Nigeria's Securities and Exchange Commission (SEC) is planning a NGN5bn Capital Market Development Fund (NCMDF) to promote and enhance the development of the country's capital markets.

The Saudi Arabian Central Bank's net foreign assets fell to US$555bn in July, down US$6bn in June.
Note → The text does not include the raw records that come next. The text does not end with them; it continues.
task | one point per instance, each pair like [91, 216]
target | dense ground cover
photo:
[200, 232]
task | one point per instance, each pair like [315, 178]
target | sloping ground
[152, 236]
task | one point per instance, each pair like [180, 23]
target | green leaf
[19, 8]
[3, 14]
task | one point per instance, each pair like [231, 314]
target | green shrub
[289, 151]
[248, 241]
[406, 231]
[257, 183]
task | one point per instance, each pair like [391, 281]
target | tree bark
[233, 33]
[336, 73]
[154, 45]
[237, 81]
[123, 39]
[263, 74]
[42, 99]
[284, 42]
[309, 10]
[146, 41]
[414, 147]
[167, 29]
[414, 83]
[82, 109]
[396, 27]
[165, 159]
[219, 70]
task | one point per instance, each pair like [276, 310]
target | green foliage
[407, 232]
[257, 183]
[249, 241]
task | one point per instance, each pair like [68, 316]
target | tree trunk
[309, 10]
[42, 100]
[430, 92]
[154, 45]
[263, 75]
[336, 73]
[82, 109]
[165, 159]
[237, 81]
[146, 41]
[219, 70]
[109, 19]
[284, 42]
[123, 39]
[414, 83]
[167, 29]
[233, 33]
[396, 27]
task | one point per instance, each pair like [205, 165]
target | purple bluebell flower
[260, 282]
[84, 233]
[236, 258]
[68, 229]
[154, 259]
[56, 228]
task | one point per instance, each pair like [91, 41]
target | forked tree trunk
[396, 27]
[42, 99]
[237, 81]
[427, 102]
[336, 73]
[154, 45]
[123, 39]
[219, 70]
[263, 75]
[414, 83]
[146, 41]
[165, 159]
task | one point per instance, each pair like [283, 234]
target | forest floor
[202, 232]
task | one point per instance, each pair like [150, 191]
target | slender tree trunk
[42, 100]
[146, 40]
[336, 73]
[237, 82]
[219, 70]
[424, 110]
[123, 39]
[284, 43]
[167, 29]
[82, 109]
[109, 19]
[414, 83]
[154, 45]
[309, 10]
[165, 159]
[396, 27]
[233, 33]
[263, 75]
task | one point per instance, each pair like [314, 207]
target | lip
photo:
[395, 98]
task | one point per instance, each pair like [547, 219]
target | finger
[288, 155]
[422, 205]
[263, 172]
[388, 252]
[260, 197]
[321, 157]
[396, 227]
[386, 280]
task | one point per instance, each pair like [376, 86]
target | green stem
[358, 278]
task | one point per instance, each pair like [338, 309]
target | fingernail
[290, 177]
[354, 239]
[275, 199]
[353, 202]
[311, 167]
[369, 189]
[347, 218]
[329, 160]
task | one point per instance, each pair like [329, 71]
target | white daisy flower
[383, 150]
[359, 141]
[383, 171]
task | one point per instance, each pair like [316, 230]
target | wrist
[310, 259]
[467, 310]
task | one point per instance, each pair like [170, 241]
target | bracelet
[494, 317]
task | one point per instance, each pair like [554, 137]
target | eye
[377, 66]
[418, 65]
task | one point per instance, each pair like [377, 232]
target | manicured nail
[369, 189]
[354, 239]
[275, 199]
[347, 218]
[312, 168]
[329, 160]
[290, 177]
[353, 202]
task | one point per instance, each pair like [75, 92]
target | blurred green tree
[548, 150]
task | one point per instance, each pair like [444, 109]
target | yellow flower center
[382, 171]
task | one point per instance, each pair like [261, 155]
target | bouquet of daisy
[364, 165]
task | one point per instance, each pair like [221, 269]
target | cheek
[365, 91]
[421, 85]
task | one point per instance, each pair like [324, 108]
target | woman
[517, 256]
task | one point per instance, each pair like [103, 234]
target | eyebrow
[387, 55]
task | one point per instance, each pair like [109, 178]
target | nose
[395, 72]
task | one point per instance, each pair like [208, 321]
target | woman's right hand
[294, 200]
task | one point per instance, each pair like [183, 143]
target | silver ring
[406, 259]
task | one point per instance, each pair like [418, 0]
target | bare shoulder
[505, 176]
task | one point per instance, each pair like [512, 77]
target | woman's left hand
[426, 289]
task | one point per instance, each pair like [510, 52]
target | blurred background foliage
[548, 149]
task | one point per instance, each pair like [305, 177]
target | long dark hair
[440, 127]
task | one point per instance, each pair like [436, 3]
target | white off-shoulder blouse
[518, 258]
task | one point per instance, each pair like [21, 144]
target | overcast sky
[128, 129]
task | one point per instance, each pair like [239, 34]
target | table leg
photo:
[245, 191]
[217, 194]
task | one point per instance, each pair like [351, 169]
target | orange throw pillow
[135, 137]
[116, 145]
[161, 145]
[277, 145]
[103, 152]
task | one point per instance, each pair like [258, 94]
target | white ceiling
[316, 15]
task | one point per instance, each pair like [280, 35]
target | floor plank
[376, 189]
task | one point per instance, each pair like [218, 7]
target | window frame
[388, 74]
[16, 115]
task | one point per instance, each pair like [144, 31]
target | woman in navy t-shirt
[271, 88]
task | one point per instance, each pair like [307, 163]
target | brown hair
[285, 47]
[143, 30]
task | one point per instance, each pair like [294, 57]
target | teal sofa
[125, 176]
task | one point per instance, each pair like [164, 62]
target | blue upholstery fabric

The Bank’s assets have shrunk to their lowest levels since 2012.

Aluminium Bahrain (Alba) is close to finalising a US$3bn deal consisting of an ECA-backed facility and sukuk with participation from a range of regional and global investors, according to a report from Reuters.

CLP India has raised Rs220 crore in an 8-year debenture to fund the development of the company's 1320 mw Jhajjar Power Plant (JPL) in Haryana.

The African Development Bank (AfDB) has approved a 7-year US$100mn loan to the Export Trading Group (ETG) to help fund the company’s five-year Agricultural Investment Program (IP) in Africa, the bank has announced.

Indonesia’s Len Telekomunikasi Indonesia (LTI) has secured a Rp975bn (US$73.46mn) syndicated loan to finance the Palapa Ring broadband project from the country's Ministry of Finance and a number of commercial lenders.

Colombia's GDP has slowed to 2% in Q2 2016 according to the country's Central Bank, while analysts were forecasting growth of between 2.3% and 2.5%. The country's Central Bank meets Wednesday and is expected to keep rates steady at 7.75%.

South Africa's budget deficit grew to ZAR73.2bn (US$5.1bn) in July, compared with a ZAR71.8bn shortfall over the same period last year, the country's treasury said.

Khazanah Nasional, the Malaysian sovereign fund, is considering selling as much as US$500mn of exchangeable Islamic bonds, according to a report form Bloomberg.